School education is divided into six years of elementary education, three years of lower-secondary education, and three years of senior secondary education (6+3+3). Until recently, the first nine years were categorized as basic education, offered free of charge at public schools, and compulsory for all children. However, in 2012 President Kagame fulfilled a 2010 election campaign promise to extend free education to grade 12 in a unified 12-year basic education cycle. Since that year, pupils who complete grade nine can enroll in grade 10 in public schools free of charge, a change that resulted in an increase in upper-secondary school enrollments. The GER in upper-secondary education jumped from 21 percent in 2010 to 30 percent in 2017, according to UNESCO data.
It should be noted that what is termed tuition-free education in Rwanda isn’t truly free. Parents have to pay for items like “parent-teacher association (PTA) contributions, mock exam fees, purchasing reams of paper for the school, passport photos for exams, registration fees, and school reports, among others. Such costs … pose serious challenges for successful school attendance, performance, and completion.”

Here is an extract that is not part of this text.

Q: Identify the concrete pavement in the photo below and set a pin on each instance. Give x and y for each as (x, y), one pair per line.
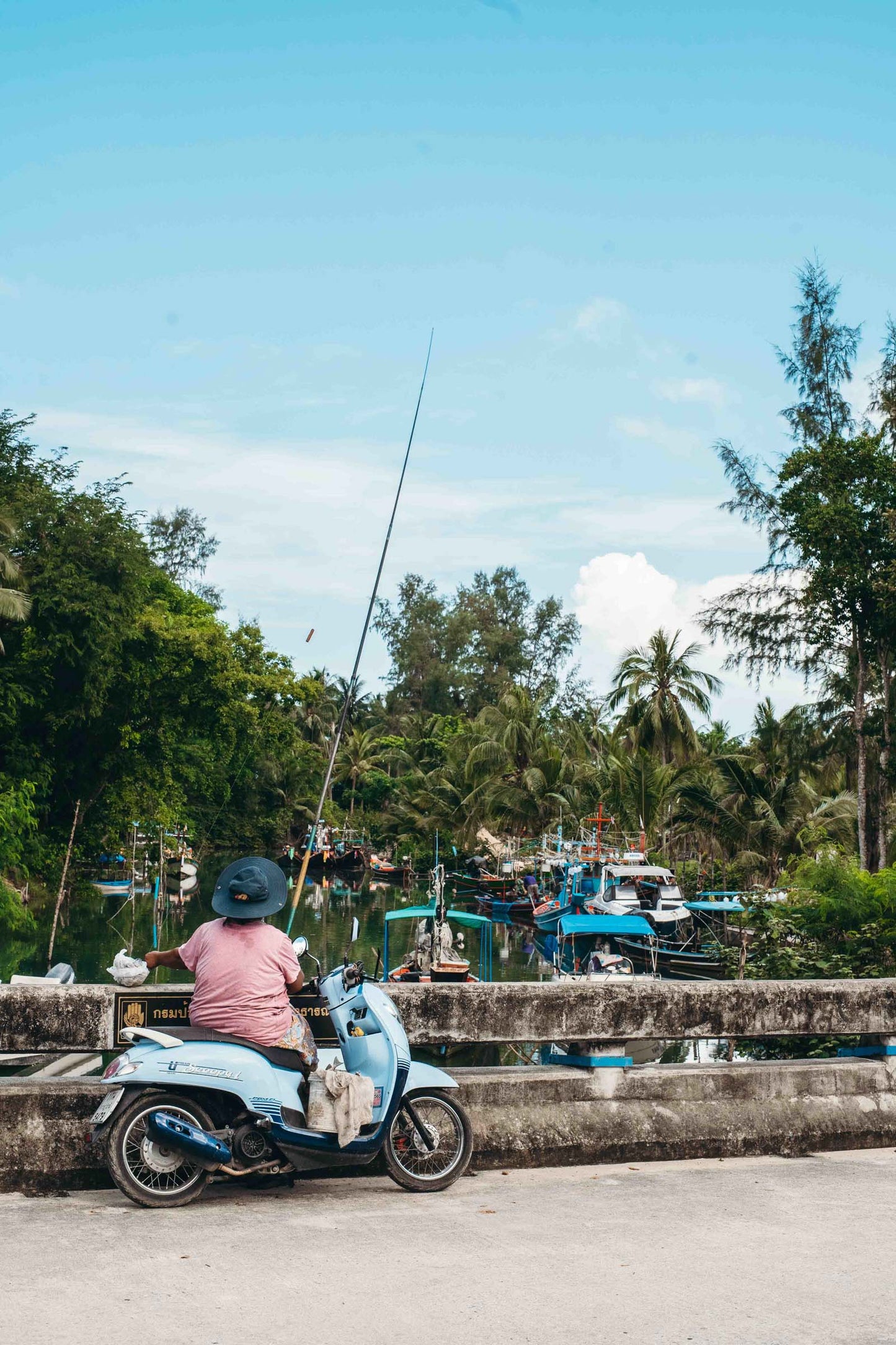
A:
(715, 1251)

However, the introduction of tuition-free upper-secondary education has caused a decline in private high schools in Rwanda in recent years. More than 30 private schools closed in 2017 alone, while 70 percent of the member schools of the Rwanda Private Schools Association struggled to stay afloat in 2018, according to the association. This demise accelerates a downward trend that already began with the introduction of free lower-secondary education in 2007. In contrast to the privatization trends in many other countries in sub-Saharan Africa, it reverses prior advances in privatization in Rwanda.
Aside from cost considerations, public high schools are increasingly competitive since they are better equipped because of improved government spending. While recent government statistics show that the number of private secondary schools rebounded and grew in 2018, the percentage of students enrolled in private upper-secondary schools dropped from 43 percent to 26 percent between 2012 and 2017, per UNESCO statistics. This follows an even larger decline in enrollments in private lower-secondary schools from 32 percent to 7 percent between 2007 in 2012.
There are three types of schools in Rwanda: public, private, and government-aided private schools. Given the historical importance of churches in Rwandan education, most private and government-aided schools are religiously affiliated institutions; more than half are run by the Catholic Church. Close to a third of private schools are in Kigali.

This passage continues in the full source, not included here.